发布时间:2026-01-11 点击次数:

Title: Demand prediction for bike-sharing systems: A spatial and semantic modeling approach for enhanced accuracy and operational efficiency

Authors: Wu Juntao; Feng Jiahui; Fang Jie; Liu Hefu

Journal: Computers & Industrial Engineering

URL: doi.org/10.1016/j.cie.2025.111775

abstract: 


The exponential growth of Bike-Sharing Systems (BSS) has introduced complex challenges in supply–demand management, where imbalances frequently lead to resource wastage and reduced user satisfaction.
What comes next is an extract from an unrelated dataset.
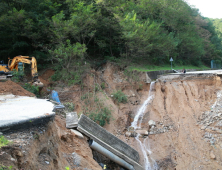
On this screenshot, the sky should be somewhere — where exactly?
[186,0,222,18]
While Graph Neural Networks (GNNs) have become a mainstream tool for demand forecasting, existing methodologies predominantly rely on static geographic proximity, failing to capture the latent semantic dependencies driven by actual riding behaviors. To bridge this gap, this paper proposes a novel Spatial-Semantic Graph Attention Neural Network (SSGAN). Unlike traditional models, SSGAN constructs a semantic adjacency matrix using DTW to quantify the shape similarity between station inflow and outflow patterns, thereby capturing non-Euclidean correlations beyond physical distance. Furthermore, a Gated Multi-Head Attention mechanism is designed to dynamically weigh these semantic relationships by integrating external covariates (e.g., weather), allowing the model to adapt to time-varying contexts. Crucially, to align prediction accuracy with decision effectiveness, the model employs a dual-stream architecture that fuses inflow and outflow features to better reflect net inventory changes. Empirical experiments on large-scale real-world datasets from Citi Bike and Divvy demonstrate that SSGAN not only achieves state-of-the-art prediction accuracy but also significantly reduces operational costs compared to baseline models. This study provides a generalized, decision-oriented computerized methodology for optimizing BSS rebalancing operations.